I zawodowo jeździłabym na wózku, bo przy cięciu pozycja dla kręgosłupa jest najgorsza z możliwych
Zapomniałam dodać,że to chodzi o mój pokiereszowany kręgosłup
Pszczółko, masz na myśli graby czy jałowce? Klony i perukowce atakuje choroba grzybowa (glebowa) wertycylioza. Oprócz nich jeszcze katalpy i platana - ale na szczęście u mnie one nie chorują. Ponoć graby nie są zagrożone... Mam nadzieję...

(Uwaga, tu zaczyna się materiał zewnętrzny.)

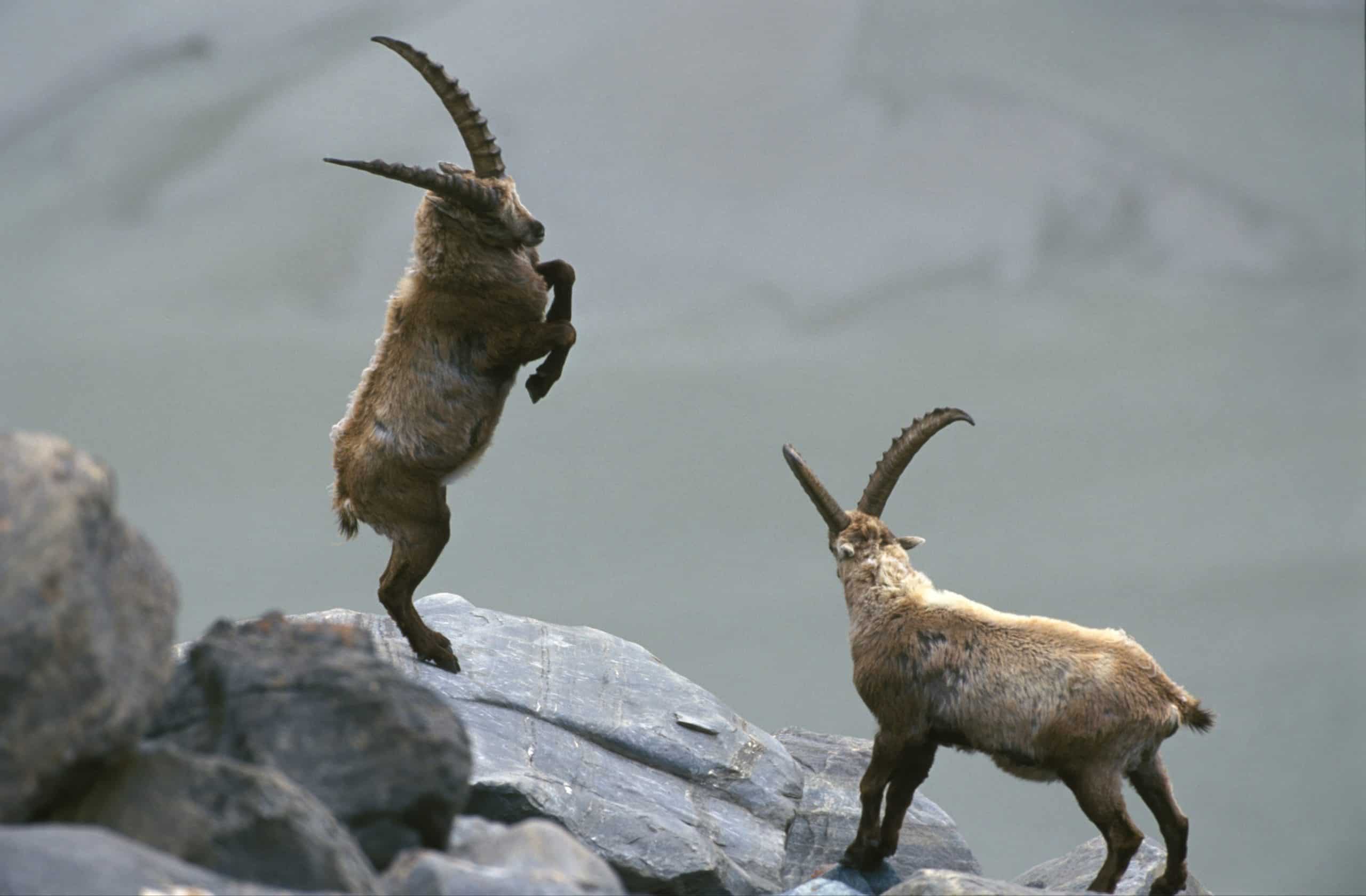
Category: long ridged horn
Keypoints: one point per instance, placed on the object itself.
(474, 127)
(903, 449)
(831, 513)
(464, 190)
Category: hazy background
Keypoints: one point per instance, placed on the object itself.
(1129, 238)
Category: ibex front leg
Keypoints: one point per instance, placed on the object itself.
(868, 850)
(559, 276)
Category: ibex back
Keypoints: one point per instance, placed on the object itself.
(469, 312)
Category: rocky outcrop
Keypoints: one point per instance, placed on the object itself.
(85, 637)
(828, 813)
(649, 770)
(653, 772)
(243, 821)
(1074, 870)
(63, 860)
(940, 883)
(316, 702)
(533, 858)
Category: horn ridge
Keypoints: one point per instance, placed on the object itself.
(835, 518)
(890, 469)
(474, 129)
(462, 190)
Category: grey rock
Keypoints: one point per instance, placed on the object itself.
(60, 860)
(1074, 870)
(533, 857)
(85, 636)
(865, 883)
(942, 883)
(652, 772)
(827, 817)
(823, 887)
(386, 754)
(242, 821)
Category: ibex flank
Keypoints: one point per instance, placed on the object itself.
(469, 312)
(1047, 700)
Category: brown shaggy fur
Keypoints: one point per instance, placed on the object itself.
(1045, 698)
(470, 310)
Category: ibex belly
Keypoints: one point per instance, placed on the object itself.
(448, 418)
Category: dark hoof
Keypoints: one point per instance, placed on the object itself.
(435, 648)
(864, 857)
(443, 659)
(537, 387)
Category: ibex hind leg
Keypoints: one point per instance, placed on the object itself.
(417, 544)
(1153, 785)
(1099, 793)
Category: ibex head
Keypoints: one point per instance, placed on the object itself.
(860, 532)
(481, 203)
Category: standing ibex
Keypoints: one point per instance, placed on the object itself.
(467, 313)
(1047, 700)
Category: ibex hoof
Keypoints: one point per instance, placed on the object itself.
(443, 659)
(1163, 888)
(436, 649)
(538, 387)
(864, 855)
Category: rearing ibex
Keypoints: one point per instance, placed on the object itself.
(469, 312)
(1047, 700)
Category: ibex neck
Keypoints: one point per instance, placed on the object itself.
(872, 583)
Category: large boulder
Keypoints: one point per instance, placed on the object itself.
(573, 724)
(242, 821)
(316, 701)
(828, 814)
(73, 860)
(85, 636)
(1074, 870)
(647, 768)
(532, 858)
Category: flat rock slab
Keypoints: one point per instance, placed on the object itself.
(830, 810)
(313, 700)
(569, 723)
(532, 858)
(85, 636)
(1074, 870)
(242, 821)
(78, 860)
(649, 770)
(940, 883)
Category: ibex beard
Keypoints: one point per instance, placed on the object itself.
(1045, 698)
(469, 312)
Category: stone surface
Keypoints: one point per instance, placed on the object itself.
(72, 860)
(823, 887)
(865, 883)
(316, 701)
(942, 883)
(242, 821)
(648, 770)
(1074, 870)
(533, 857)
(85, 636)
(828, 814)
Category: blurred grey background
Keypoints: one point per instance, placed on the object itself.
(1129, 238)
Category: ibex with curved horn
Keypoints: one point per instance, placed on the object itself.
(1047, 700)
(469, 312)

Jałowce nie chorują na wertycyliozę. A na inne grzybowe owszem. Ale tych jałowców (tego konkretnego gatunku - chyba "Blue Chip") pozbywam się definitywnie. Zostawiam tylko pośrednie "Gold Star" - nie chorują wcale, rosną jak szalone
Jak to możliwe, źe ja mam u Ciebie tyły?
Juz sobie wszystko zwizualizowalam. Graby dadza radę, chociaż pewna jestem tylko pospolitych... Bo kilka fastigat z powodu nadmiaru wody również straciłam.. Nie posadżcie za głeboko, lepiej na podwyższeniu skoro tam również woda stoi.